The New York State Senate unanimously passed a resolution Tuesday that recognizes the suffering endured by Korean women forced to work as sex slaves for the Japanese military during World War II.

It was the second time a state legislative body in the United States adopted a resolution on the so-called comfort women following one passed by the California State Assembly in 1999.

“During the Japanese colonial and wartime occupation of Asia and the Pacific Islands from the 1930s through the duration of World War II, approximately 200,000 young women were coerced into the comfort women system of forced military prostitution,” the resolution stated. “On June 16, 2012, the Comfort Women Memorial Monument was established in the Veterans Memorial at Eisenhower Park in Westbury, New York .?.?. The Memorial Monument symbolizes suffering endured by comfort women and serves as a reminder of the crime against humanity committed through the comfort women system.”

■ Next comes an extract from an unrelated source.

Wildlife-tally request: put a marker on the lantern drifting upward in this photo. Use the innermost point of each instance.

The resolution was adopted two weeks after Senator Tony Avella, a Democrat from Queens, introduced it.

Initially, resolution No. 304 included a statement supporting surviving comfort women and their request for an apology from the Japanese government. That part was taken because of the State Senate’s rule not to interfere in international affairs.

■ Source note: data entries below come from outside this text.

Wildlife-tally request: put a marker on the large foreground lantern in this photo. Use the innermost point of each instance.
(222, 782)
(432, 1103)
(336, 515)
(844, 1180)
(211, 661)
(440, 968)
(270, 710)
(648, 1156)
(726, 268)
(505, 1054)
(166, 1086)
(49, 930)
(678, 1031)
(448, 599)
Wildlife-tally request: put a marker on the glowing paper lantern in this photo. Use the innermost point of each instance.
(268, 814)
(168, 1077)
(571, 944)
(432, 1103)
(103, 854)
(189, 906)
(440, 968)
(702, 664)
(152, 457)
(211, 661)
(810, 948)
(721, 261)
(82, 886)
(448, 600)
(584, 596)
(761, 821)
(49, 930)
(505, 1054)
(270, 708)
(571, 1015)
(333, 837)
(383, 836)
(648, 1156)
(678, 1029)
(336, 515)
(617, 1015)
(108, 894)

According to reports, threatening e-mails from Japan were sent to Avella and other lawmakers saying the so-called comfort women were volunteer prostitutes.

“There were some very nasty e-mails from Japan sent not only to me but members of the Assembly and the Senate,” Avella said. “To me, and I could be wrong, but I know the difference between an ordinary individual sending an e-mail and an organized effort. This seemed to me as an organized effort.”

Avella added that the “e-mails were of such of a derogatory nature that this was not only an attempt to stop the resolution but condemning anybody who is thinking about this.”

Lee Chul-woo, president of the Korean American Public Affairs Committee, who helped push the resolution, said, “I hope that with the passing of the resolution, the comfort women issue be solved in a swift manner, and also, that the New York State Assembly also adopts the resolution soon.”

“You can’t change history, it happened,” Avella said. “Let’s acknowledge that it happened.”